Valvular heart disease

I) Rheumatic fever and rheumatic heart disease (RHD): Rheumatic fever (RF) develops 2-4 weeks after Group A beta hemolytic streptococcal infection. Less than 3% of individuals suffering from streptococcal infections develop RF. It is most commonly seen in the 5 -15 years age group. Anti-streptococcal antibodies produced by an infected host cross react with identical epitopes on human myosin, laminin, vimentin, actin and N-acetylglucosamine, a mechanism known as “molecular mimicry”. These epitopes are normally present on cardiac valves, joint capsules, sarcolemmal membrane of smooth and cardiac muscle, neurons etc. Both Type I and type IV hypersensitivity reactions are seen. HLA DR7 and HLA DQ are associated with increased severity of RHD. Typically throat infections are followed by RHD while skin infections are followed by glomerulonephritis.

Valvular involvement in RHD presents as thickened valves with wart-like, firmly attached vegetations along the line of closure of leaflets and cusps. Mitral valve is most commonly involved, followed by aortic valve. Lesions get exacerbated in the event of recurrent streptococcal infections, this being the rationale for penicillin prophylaxis in all RF patients. In chronic mitral valve lesions, fibrosis leads to a “fish mouth” appearance. Both mitral stenosis and mitral regurgitation are seen in RHD, MS being more common. Adhesion of commissures, thickening, shortening and fusion of chordae tendineae and calcification are seen.

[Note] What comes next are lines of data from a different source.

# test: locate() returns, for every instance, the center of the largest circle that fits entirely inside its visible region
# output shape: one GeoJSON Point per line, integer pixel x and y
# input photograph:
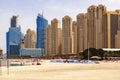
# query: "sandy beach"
{"type": "Point", "coordinates": [63, 71]}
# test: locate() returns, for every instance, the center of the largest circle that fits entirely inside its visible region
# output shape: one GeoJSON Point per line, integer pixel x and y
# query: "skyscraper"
{"type": "Point", "coordinates": [41, 31]}
{"type": "Point", "coordinates": [30, 39]}
{"type": "Point", "coordinates": [99, 12]}
{"type": "Point", "coordinates": [56, 36]}
{"type": "Point", "coordinates": [91, 14]}
{"type": "Point", "coordinates": [48, 40]}
{"type": "Point", "coordinates": [67, 35]}
{"type": "Point", "coordinates": [117, 36]}
{"type": "Point", "coordinates": [75, 38]}
{"type": "Point", "coordinates": [13, 37]}
{"type": "Point", "coordinates": [82, 31]}
{"type": "Point", "coordinates": [14, 21]}
{"type": "Point", "coordinates": [110, 28]}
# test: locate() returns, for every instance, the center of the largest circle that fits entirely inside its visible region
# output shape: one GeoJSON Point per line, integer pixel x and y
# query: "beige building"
{"type": "Point", "coordinates": [82, 31]}
{"type": "Point", "coordinates": [30, 39]}
{"type": "Point", "coordinates": [54, 38]}
{"type": "Point", "coordinates": [67, 46]}
{"type": "Point", "coordinates": [101, 9]}
{"type": "Point", "coordinates": [75, 39]}
{"type": "Point", "coordinates": [110, 28]}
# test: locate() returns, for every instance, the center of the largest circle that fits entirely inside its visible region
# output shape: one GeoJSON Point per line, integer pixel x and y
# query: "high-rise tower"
{"type": "Point", "coordinates": [14, 21]}
{"type": "Point", "coordinates": [91, 14]}
{"type": "Point", "coordinates": [41, 31]}
{"type": "Point", "coordinates": [13, 37]}
{"type": "Point", "coordinates": [82, 31]}
{"type": "Point", "coordinates": [67, 35]}
{"type": "Point", "coordinates": [30, 39]}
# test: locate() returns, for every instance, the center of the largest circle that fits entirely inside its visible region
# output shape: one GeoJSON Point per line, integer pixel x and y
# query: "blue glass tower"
{"type": "Point", "coordinates": [13, 37]}
{"type": "Point", "coordinates": [41, 31]}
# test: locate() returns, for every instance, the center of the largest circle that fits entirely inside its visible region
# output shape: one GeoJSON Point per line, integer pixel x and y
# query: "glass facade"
{"type": "Point", "coordinates": [13, 37]}
{"type": "Point", "coordinates": [33, 52]}
{"type": "Point", "coordinates": [41, 31]}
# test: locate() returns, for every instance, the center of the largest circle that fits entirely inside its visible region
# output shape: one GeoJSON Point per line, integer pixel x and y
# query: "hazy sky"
{"type": "Point", "coordinates": [29, 9]}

Other clinical features of RF: Rheumatic pericarditis is of the fibrinous type with a “bread and butter” appearance. A migratory polyarthritis occurs in RF. It involves mostly large joints like ankle and knee, presenting with moving pain and joint swelling. It does not cause permanent joint damage. Painless subcutaneous nodules are seen over extensor surfaces of the wrist, ankles, knees, elbows and are attached to deeper structures like tendons and periosteum. Erythema marginatum is a transient, migratory cutaneous lesion that presents as an erythematous rash with central clearing and raised edges, seen commonly on the trunk and extremities. Rheumatic chorea or Sydenham’s chorea presents with involuntary, jerky movements of the trunk and extremities.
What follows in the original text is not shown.